Если в распоряжении следствия имеются какие-либо рукописные материалы с места преступления, особенно без подписи (а таковым и был общественный дневник, где были записи в т.ч. и Золотарева), то следователь обязан был провести графологическую экспертизу этих документов или хотя бы опознание почерков людьми, хорошо их знавшими. Проблемы с быстрым опознанием почерка Золотарева могли возникнуть только при условии, что это было лицо никому, по сути, неизвестное. И имея сведения о том, что это был (от Согрина, из дневника Зины и др.) работник Коуровской турбазы, Иванов естественно запрашивает образец какой-нибудь заявы из Коуровки.
Только вот обязан он был предъявлять этот образец Аксельроду для осмотра? Думаю, что нет. И когда человек говорит, что ему почерк знаком, он не опирается же на только что сунутый ему под нос образец. Значит, он этот почерк мог видеть ранее и не один раз.
Тогда откуда Аксельрод знает почерк Золотарева с завитушками? Более того, указывает на то, что почерк похож, но более угловатый, что бывает на морозе. Следовательно, он может судить даже о мелких отличиях (нюансах) этого почерка.
Осмелюсь предположить, что Золотарев, как минимум, мог состоять с Аксельродом, как с маститым туристическим деятелем, в переписке.
Основанием для этого, если принять это за правду, служит, все та же пламенная речь Семёна на вокзале в Новосибирске. "Я еду на Урал! Мы все там пробили".
Ехал он, со слов того же Кузнецова, к Виталию Абалакову в Красноярск. Не по рюкзакам же консультироваться. В 1958 г. случилось последнее переиздание книги Абалакова "Основы альпинизма". Мог физрук-туринструктор Золотарев обратится к автору за практическими навыками, допустим, снаряжения "абалаковской" петли или может быть хотел внедрить элементы альпинизма в рядовые кавказские маршруты.
Может они с ним на войне познакомились, тот же после лагерей (в 1940г откинулся), натаскивал альпинистскую группу для освобождения Эльбруса, да мало ли. Короче, Абалаков ему говорит, вот на Урале много красивейших маршрутов: Чусовая. Вильва и др.- Коуровский участок. Но много мест неизведанных и загадочных. Там и следы СЧ в изобилии и молнии шаровые лЁтают, что твои воробьи. Семен "Правда что ли?" А Абалаков ему: "Да зуб даю!" (зубы -то у Абалакова в 1937 все повыбивали).
Вот даю тебе адрес одного туристического бизона из Свердловска - Аксельрода. Спишешься с ним. Вот и переписывались с Аксельродом. После чего Семен по его наводке в Коуровку приехал и на УПИшников вышел.

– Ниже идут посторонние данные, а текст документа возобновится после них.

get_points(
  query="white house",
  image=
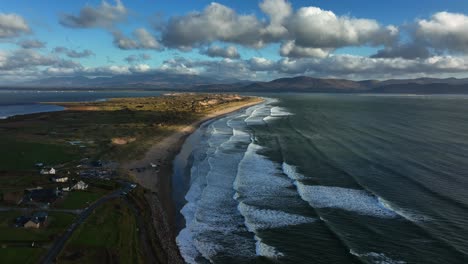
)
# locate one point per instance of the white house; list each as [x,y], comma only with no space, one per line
[81,185]
[60,179]
[48,171]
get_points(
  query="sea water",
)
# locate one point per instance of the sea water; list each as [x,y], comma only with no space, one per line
[329,179]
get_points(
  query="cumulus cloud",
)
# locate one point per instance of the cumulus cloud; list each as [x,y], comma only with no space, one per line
[137,58]
[444,31]
[317,28]
[278,12]
[30,59]
[406,51]
[31,44]
[290,49]
[142,39]
[306,32]
[104,15]
[215,22]
[74,53]
[12,25]
[217,51]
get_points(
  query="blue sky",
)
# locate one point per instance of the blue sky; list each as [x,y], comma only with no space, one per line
[314,38]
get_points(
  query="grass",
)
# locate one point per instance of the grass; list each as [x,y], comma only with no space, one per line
[81,199]
[108,235]
[57,223]
[21,255]
[22,155]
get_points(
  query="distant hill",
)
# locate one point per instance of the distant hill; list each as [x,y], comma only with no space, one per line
[185,82]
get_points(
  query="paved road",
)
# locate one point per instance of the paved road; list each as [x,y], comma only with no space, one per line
[60,243]
[26,209]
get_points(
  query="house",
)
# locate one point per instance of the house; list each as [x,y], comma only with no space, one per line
[42,195]
[35,221]
[47,171]
[59,179]
[81,185]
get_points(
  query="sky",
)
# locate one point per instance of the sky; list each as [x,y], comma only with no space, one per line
[242,40]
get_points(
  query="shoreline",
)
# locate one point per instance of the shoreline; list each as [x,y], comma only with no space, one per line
[159,180]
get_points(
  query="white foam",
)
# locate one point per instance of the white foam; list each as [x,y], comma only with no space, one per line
[265,250]
[212,220]
[186,245]
[358,201]
[260,219]
[292,173]
[405,213]
[280,111]
[377,258]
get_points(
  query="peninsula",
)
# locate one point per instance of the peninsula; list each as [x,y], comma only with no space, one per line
[94,168]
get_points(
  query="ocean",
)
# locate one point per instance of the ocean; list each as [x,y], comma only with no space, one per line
[20,102]
[317,178]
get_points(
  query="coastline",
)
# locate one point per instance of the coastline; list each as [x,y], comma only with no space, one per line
[158,181]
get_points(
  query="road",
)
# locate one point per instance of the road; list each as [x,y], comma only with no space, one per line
[60,242]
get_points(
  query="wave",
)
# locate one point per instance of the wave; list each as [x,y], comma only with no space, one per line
[260,219]
[378,258]
[354,200]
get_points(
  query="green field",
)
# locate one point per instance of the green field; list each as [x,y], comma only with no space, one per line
[109,235]
[57,222]
[21,255]
[81,199]
[15,242]
[23,155]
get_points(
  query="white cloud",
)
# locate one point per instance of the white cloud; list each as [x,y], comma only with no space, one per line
[313,27]
[105,15]
[217,51]
[12,25]
[445,31]
[142,39]
[215,22]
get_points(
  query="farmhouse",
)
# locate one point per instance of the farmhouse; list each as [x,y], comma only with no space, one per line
[42,195]
[59,179]
[35,221]
[81,185]
[47,171]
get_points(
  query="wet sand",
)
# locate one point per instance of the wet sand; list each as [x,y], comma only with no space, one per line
[158,179]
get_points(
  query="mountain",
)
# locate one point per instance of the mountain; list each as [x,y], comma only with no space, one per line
[185,82]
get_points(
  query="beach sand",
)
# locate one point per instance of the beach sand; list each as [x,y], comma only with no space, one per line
[158,179]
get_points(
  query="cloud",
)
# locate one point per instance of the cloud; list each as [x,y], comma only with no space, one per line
[12,25]
[278,12]
[308,31]
[73,53]
[105,15]
[137,58]
[290,49]
[312,27]
[142,40]
[444,31]
[31,44]
[217,51]
[30,59]
[405,51]
[215,23]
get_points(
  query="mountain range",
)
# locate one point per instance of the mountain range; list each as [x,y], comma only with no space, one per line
[184,82]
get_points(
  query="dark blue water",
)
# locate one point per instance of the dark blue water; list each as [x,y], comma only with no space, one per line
[19,102]
[331,179]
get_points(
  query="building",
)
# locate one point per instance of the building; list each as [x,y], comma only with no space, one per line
[35,221]
[81,185]
[47,171]
[47,196]
[59,179]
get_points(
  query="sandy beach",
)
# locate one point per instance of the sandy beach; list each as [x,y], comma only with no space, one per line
[157,178]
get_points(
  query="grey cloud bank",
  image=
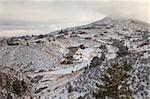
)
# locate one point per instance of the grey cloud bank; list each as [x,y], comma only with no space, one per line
[31,17]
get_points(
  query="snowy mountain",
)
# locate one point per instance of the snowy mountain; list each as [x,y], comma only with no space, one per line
[70,63]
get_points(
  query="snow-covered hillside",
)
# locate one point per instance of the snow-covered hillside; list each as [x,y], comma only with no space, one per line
[76,58]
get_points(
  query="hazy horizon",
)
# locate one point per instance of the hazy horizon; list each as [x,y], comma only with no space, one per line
[27,17]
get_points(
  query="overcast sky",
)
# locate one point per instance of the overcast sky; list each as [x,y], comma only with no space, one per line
[65,13]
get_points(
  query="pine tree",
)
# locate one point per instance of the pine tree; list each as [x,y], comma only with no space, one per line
[114,81]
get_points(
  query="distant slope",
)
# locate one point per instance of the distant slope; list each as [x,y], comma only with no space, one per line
[53,61]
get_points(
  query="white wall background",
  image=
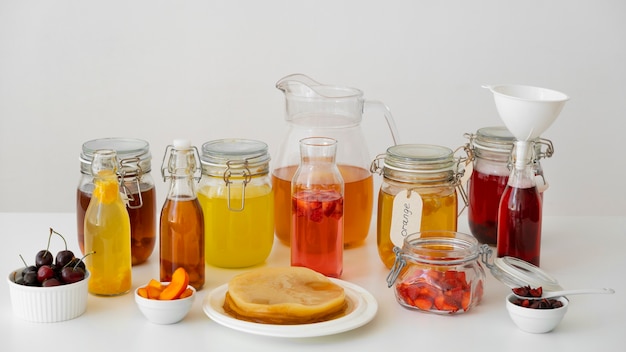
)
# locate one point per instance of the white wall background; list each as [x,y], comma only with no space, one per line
[71,71]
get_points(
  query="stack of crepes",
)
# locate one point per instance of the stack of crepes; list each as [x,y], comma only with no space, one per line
[284,295]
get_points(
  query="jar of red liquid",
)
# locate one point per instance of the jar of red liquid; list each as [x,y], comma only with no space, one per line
[438,272]
[491,149]
[138,187]
[418,193]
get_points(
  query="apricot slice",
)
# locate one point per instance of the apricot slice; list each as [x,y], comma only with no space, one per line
[188,292]
[180,281]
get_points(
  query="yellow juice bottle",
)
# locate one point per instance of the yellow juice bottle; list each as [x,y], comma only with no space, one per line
[107,231]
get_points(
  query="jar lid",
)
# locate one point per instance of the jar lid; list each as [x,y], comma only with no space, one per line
[235,154]
[515,272]
[424,158]
[127,149]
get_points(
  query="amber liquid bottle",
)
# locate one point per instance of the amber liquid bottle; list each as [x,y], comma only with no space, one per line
[182,221]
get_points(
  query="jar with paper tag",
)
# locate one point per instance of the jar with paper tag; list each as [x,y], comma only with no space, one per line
[420,190]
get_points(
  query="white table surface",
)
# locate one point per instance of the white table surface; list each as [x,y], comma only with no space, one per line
[578,251]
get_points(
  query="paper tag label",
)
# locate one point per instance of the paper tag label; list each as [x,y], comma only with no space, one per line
[406,216]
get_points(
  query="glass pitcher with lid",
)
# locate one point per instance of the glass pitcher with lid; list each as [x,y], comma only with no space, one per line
[318,110]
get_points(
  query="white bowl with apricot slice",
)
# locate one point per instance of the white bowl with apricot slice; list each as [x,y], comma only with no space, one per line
[166,302]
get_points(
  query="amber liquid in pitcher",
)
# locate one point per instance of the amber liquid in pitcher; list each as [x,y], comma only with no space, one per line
[358,201]
[142,224]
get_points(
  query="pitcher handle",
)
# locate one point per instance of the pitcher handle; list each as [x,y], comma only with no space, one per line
[373,104]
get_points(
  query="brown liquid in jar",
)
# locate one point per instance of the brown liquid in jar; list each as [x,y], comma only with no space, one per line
[142,223]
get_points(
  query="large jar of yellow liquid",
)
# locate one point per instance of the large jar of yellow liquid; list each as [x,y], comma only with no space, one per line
[418,193]
[237,201]
[107,230]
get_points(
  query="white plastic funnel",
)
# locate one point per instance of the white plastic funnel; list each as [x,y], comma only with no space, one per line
[525,110]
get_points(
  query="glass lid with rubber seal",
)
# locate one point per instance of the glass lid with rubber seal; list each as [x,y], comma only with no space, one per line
[515,272]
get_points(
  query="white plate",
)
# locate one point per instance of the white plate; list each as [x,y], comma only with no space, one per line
[363,307]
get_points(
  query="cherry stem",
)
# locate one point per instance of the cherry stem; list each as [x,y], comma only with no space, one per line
[26,265]
[64,241]
[81,259]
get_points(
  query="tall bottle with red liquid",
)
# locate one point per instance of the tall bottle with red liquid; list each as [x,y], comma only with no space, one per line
[520,211]
[182,221]
[317,225]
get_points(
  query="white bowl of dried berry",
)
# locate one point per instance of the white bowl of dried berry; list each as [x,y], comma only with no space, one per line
[534,314]
[52,289]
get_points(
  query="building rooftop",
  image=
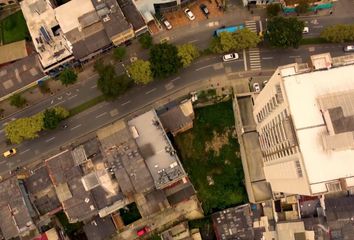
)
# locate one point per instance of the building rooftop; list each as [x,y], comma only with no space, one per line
[41,192]
[310,94]
[235,223]
[13,51]
[156,149]
[14,215]
[52,47]
[77,203]
[133,15]
[19,74]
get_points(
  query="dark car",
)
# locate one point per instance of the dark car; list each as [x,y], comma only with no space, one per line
[204,9]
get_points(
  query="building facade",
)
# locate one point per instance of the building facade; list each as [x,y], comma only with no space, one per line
[304,121]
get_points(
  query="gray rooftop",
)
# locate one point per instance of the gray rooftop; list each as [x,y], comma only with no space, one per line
[66,177]
[19,74]
[133,15]
[234,223]
[42,192]
[14,215]
[124,159]
[156,149]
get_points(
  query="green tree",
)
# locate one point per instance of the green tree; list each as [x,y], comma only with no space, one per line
[109,83]
[24,128]
[140,72]
[338,33]
[284,32]
[273,9]
[302,7]
[17,100]
[188,53]
[164,60]
[238,40]
[119,53]
[68,76]
[146,40]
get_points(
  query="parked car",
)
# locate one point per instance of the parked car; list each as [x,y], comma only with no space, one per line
[306,30]
[204,10]
[189,14]
[10,152]
[230,57]
[143,231]
[167,24]
[348,48]
[256,87]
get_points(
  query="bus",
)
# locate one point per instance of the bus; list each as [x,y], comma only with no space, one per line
[230,29]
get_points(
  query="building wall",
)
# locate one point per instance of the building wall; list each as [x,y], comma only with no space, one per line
[122,37]
[283,164]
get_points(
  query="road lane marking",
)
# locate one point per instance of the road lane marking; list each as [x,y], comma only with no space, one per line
[77,126]
[73,96]
[201,68]
[50,139]
[23,152]
[123,104]
[175,79]
[101,115]
[244,59]
[150,91]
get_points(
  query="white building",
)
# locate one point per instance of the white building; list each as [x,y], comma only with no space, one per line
[305,121]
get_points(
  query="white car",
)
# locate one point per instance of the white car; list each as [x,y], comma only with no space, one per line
[189,14]
[167,24]
[230,57]
[256,87]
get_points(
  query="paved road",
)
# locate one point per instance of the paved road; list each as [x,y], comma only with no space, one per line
[136,98]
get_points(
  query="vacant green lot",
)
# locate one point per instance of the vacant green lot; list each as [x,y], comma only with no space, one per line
[14,28]
[210,155]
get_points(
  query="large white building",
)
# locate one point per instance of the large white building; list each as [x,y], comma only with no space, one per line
[305,122]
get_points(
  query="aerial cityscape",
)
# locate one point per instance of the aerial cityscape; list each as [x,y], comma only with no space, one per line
[176,119]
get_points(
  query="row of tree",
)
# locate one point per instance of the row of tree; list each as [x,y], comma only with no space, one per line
[29,127]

Вот и погнался Семен за сенсациями ("О том будет говорить весь мир!"), отсюда и куча фотоаппаратов и кусок кинопленки и тематика Вечернего Отортена.
А Аксельрод посчитал, что сообщать Иванову о том, что он заочно знаком с Золотаревым (или с его почерком) вовсе не обязательно. Этим уже ничего не исправишь и только тень на Абалакова бросишь.